The main tasks in this challenge consist in different pre-processing steps that are important for developing robust, efficient and reliable machine learning models. You must ensure that you accomplish the following tasks during this challenge:
- Removing unnecessary columns from a dataset. It is the best practice that enhances model performance, improves interpretability & reduces complexity.
- Dropping rows with missing values ensure compatibility with a wide range of algorithms without needing additional imputation strategies.
- Handling duplicate rows is an essential step in data preparation because it ensures data quality.
- Adjusting data types. Machine learning algorithms operate on numerical data (integers, floats, etc.).
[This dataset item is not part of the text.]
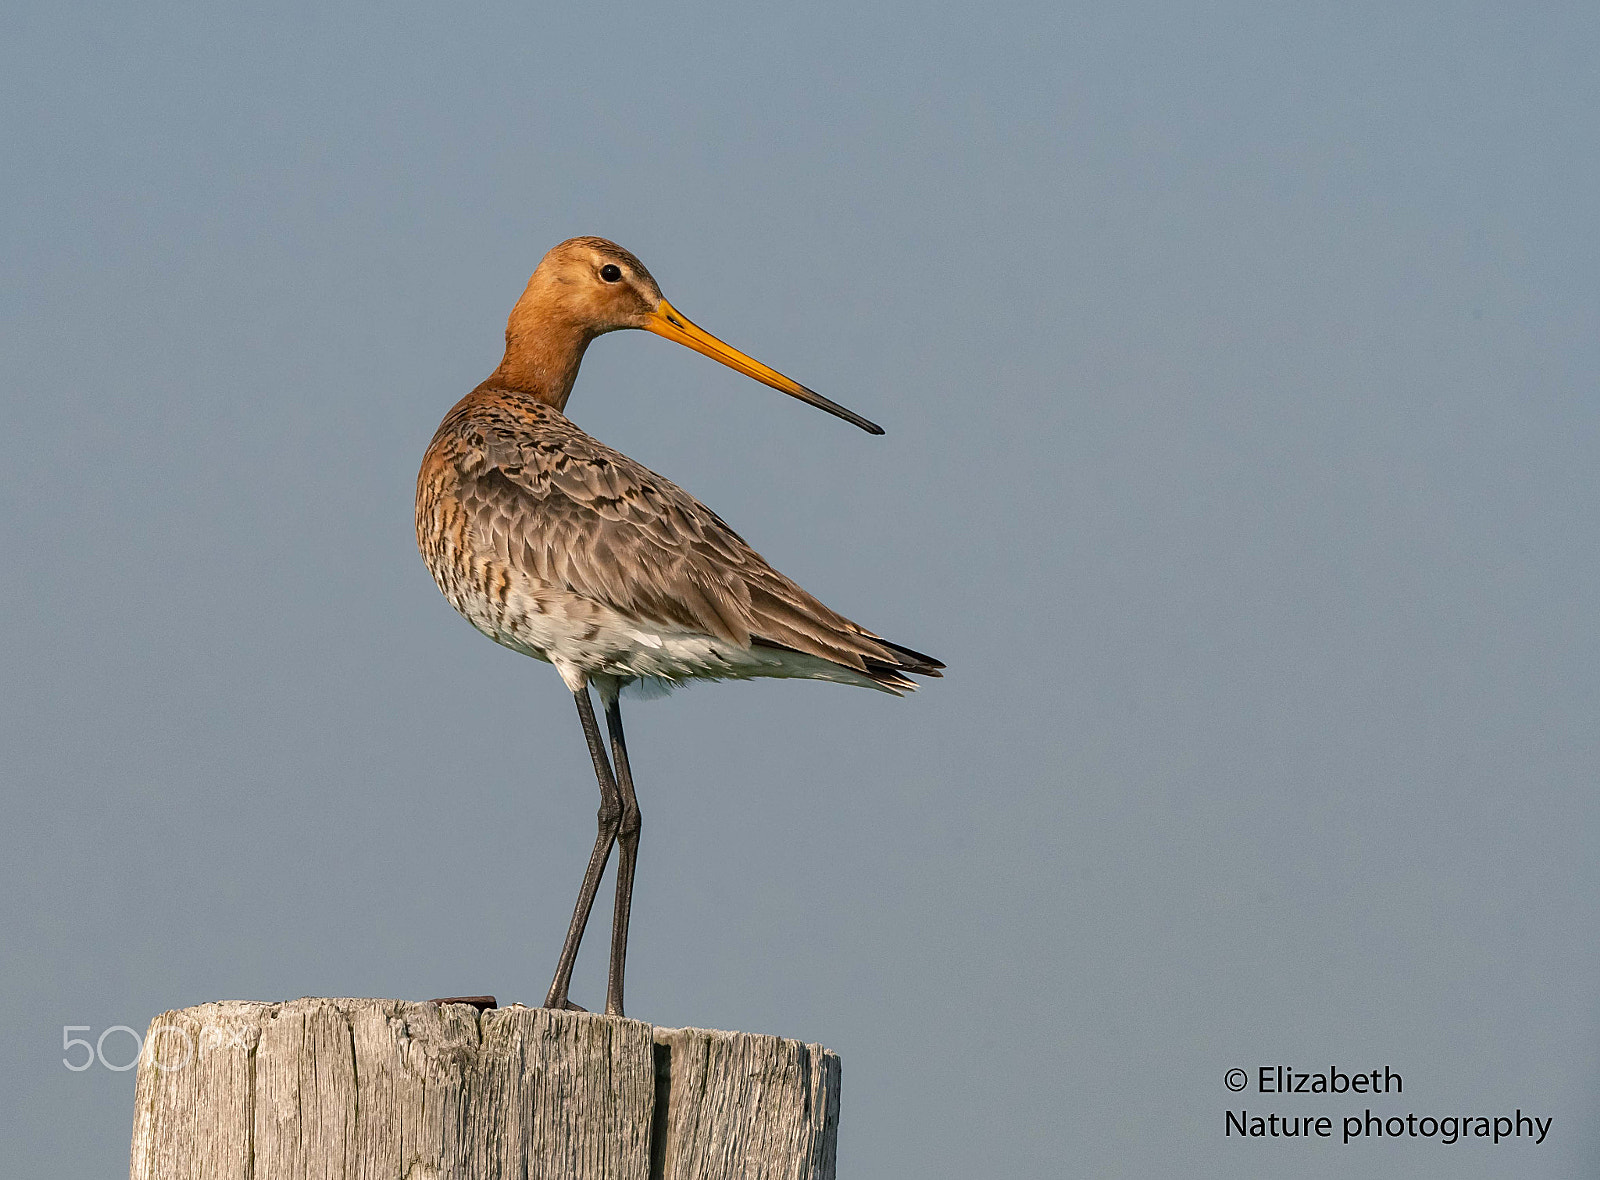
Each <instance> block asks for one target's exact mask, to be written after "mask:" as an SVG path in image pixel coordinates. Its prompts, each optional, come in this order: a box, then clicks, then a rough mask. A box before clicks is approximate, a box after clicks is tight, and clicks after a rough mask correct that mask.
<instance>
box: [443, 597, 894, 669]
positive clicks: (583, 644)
mask: <svg viewBox="0 0 1600 1180" xmlns="http://www.w3.org/2000/svg"><path fill="white" fill-rule="evenodd" d="M440 588H442V590H443V592H445V596H446V598H448V600H450V604H451V606H454V608H456V609H458V611H459V612H461V614H462V617H466V619H467V622H470V624H472V625H474V627H477V628H478V630H480V632H482V633H483V635H486V636H488V638H491V640H494V643H499V644H502V646H506V648H510V649H512V651H520V652H522V654H525V656H533V657H534V659H541V660H546V662H547V664H554V665H555V670H557V672H558V673H560V675H562V680H563V681H566V688H568V689H571V691H573V692H576V691H578V689H581V688H582V686H584V684H586V683H589V678H590V676H616V678H621V680H638V681H646V689H648V688H654V689H661V691H667V689H672V688H677V686H680V684H683V681H688V680H750V678H755V676H778V678H803V680H827V681H834V683H838V684H859V686H862V688H878V684H875V683H874V681H872V680H870V678H869V676H866V675H864V673H859V672H856V670H853V668H846V667H842V665H838V664H834V662H832V660H824V659H821V657H818V656H806V654H805V652H797V651H787V649H779V648H760V646H750V648H746V646H739V644H736V643H730V641H726V640H718V638H717V636H712V635H706V633H702V632H690V630H682V628H672V627H662V625H659V624H653V622H642V620H638V619H629V617H626V616H622V614H619V612H618V611H614V609H611V608H610V606H605V604H603V603H597V601H594V600H590V598H582V596H579V595H574V593H571V592H570V590H565V588H563V590H550V588H544V587H533V585H510V587H507V588H506V593H504V595H488V593H483V590H482V587H478V585H464V587H445V585H442V587H440ZM502 600H504V601H502Z"/></svg>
If you feed them non-numeric data (e.g., strings), they won’t work.
This is a notebook-based challenge. You will find all instructions as well as more guidance and helpful links in Notebook 2. Additionally, visit the end of this challenge for documentation links on how to get started with Data Wrangler in Microsoft Fabric.
For most of these tasks you can use Data Wrangler to accelerate the data preparation process. Data Wrangler is a tool used in notebooks. It offers an easy-to-use interface for exploring data. This tool shows data in a grid format, offers automatic summary statistics, built-in visualizations, and a library of common data-cleaning operations. Each operation can be done in just a few clicks. It shows the changes to the data right away and creates code in pandas
or PySpark
that can be saved back to the notebook for future use.
Another important step before the training model is the feature engineering. In the feature engineering process, especially when dealing with categorical data, encoding is a crucial step. One of the simplest methods for converting categorical values into numerical values is using the LabelEncoder
. In this challenge you will need to figure out how to handle categorical values in the dataset.
Notebook sections:
- Read the .csv file into a pandas dataframe in the notebook.
- Launch the Data Wrangler and interact with the data cleaning operations
- Apply the operations using python codes
- Develop feature engineering using spark.
- Write the dataframe to the lakehouse as a delta table.
By the end of this challenge, you should be able to understand and know how to use:
- Fabric Data Wrangler, how it works and how it can help you in your data preparation process.
- Fabric Notebooks, their role, how to create a new one and execute spark applications.
Verify that the heart dataset is correctly shaped, cleaned and prepared for the model training by confirming the following:
- There are no duplicates row in the dataset.
- There are no missing values.
- There are no categorical values. Categorical values must be transformed to numerical values.
- The processed data is saved to the Fabric Lakehouse as a Delta table. Verify that you can load the table back to the notebook.
Data Science in Microsoft Fabric
Accelerate Data prep with Data Wrangler
Pre-process data with Data Wrangler in Microsoft Fabric
- You will need to access your Microsoft Fabric subscription or sign up for a free trial.
- Sign in to Microsoft Fabric and switch to the Synapse Data Science experience.
- You can launch Data Wrangler directly from a Fabric notebook to explore and transform pandas or Spark DataFrames.
- Use the Data Wrangler dropdown prompt under the notebook ribbon’s “Data” tab to browse active DataFrames available for editing.
- Note that Data Wrangler cannot be opened while the notebook kernel is busy; an executing cell must finish its execution first.
- When Data Wrangler loads, it displays a descriptive overview of the chosen DataFrame in the Summary panel. This overview includes information about the DataFrame’s dimensions, missing values, and more.
- Use Data Wrangler’s grid-like interface to apply various data-cleaning operations. The generated code can be saved back to the notebook as a reusable function.